Face à une telle situation, pas toujours conflictuelle initialement rappelons-le, le praticien doit informer son patient des risques encourus à suspendre un
traitement en cours.
Quelques conseils pour le chirurgien-dentiste
Pour ce faire, le chirurgien-dentiste sera bien inspiré :
- d’adresser au patient un courrier postal recommandé ou électronique afin de s’enquérir de sa santé bucco-dentaire dans un premier temps.
- puis de l’informer succinctement que "laisser en suspens des soins non terminés peut occasionner des suites dommageables pour sa santé bucco-dentaire et qu’il lui appartient de reprendre contact rapidement avec le praticien de son choix".
Le praticien montre ainsi qu’il agit "avec correction et aménité envers le
patient" et qu’il se montre "compatissant avec lui". (Article R. 4127-233 du
Code de Santé Publique).
Il importe in fine ici de recentrer la relation thérapeutique autour du patient ("le patient acteur de son traitement") l’impliquant donc explicitement dans les soins qu’il a consenti à recevoir, et leur suivi.
Il aura donc tout intérêt à être diligent dans le suivi de ses soins, comme
l’obligation de respecter les traitements proposés et acceptés, de respecter les
dates de rendez-vous, et de finaliser son traitement.

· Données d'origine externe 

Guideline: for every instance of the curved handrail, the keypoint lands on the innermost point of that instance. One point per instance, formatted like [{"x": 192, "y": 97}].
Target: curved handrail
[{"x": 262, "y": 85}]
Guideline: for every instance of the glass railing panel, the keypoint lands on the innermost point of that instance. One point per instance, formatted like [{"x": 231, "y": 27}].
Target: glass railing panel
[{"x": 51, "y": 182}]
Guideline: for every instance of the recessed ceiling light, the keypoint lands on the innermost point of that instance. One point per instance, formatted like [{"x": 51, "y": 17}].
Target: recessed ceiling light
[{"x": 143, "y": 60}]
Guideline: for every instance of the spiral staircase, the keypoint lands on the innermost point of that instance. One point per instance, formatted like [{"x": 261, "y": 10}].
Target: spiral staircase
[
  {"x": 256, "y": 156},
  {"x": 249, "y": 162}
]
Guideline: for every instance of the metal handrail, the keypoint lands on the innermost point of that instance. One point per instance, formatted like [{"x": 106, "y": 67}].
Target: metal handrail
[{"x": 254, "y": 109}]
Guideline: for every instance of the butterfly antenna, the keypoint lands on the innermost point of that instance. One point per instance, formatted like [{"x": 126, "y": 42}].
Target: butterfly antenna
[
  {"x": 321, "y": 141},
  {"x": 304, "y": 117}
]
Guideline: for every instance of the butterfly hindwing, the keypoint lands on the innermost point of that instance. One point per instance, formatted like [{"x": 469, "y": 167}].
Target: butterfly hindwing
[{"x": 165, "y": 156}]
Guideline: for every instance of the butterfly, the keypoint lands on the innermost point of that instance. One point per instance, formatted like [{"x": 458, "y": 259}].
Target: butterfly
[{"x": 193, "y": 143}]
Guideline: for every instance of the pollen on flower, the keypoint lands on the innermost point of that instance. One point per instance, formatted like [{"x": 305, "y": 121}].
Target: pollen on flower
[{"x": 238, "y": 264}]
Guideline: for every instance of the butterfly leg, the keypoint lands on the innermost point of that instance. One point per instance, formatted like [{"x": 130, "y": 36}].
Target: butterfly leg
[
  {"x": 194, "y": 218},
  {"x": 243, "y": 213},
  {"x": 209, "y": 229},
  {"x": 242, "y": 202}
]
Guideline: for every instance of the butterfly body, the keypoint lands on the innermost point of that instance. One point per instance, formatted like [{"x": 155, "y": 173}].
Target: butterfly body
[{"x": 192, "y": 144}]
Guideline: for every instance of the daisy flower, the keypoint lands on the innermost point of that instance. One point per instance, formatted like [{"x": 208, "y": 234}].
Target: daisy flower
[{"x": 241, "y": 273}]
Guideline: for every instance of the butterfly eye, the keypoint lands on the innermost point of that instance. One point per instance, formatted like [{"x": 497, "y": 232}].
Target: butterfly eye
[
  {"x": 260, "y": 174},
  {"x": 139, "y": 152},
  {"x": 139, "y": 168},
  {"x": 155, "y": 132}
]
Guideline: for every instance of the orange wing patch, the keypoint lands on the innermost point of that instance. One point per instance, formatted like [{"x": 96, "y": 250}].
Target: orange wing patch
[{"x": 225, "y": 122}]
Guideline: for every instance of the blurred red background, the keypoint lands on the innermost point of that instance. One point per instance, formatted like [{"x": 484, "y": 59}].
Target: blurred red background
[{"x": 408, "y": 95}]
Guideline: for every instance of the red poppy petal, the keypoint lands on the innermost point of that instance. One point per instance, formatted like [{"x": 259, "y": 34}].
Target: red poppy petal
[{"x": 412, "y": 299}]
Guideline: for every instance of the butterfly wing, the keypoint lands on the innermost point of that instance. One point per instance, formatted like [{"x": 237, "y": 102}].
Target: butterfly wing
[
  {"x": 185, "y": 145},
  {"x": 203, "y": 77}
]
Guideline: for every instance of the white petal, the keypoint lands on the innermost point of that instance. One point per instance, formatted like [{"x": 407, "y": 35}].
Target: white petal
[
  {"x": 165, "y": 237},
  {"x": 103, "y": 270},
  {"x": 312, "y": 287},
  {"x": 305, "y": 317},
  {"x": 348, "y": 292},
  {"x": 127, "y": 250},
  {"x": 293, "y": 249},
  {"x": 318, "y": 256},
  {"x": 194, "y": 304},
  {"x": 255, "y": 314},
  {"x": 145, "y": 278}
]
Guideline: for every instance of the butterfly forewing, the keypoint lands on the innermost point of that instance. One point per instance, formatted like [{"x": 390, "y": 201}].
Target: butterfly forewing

Le rôle des autorités de tutelle
Étant donné l’augmentation des litiges ayant pour origine cette rupture
unilatérale, il serait utile que nos autorités de tutelle, via de nouvelles campagnes d’informations, rappellent quelques principes fondamentaux :
- Se brosser les dents au moins deux fois par jour avec une brosse à dents souple (électrique ou manuelle).
- Consulter le chirurgien-dentiste de son choix une fois par an.
- Ne jamais laisser en suspens un traitement qui aurait été interrompu pour quelque raison que ce soit, le praticien suivant le patient ne pouvant être tenu pour responsable de façon directe et certaine des suites et conséquences dommageables de cette absence de suivi.
En résumé
Si la rupture unilatérale du contrat de soins par le patient est un droit fondamental et incontestable (dans le cadre d’un déménagement, d’un départ en retraite, ou d’un conflit naissant par exemple), nul ne doit ignorer la nécessité d’observer un suivi dentaire approprié.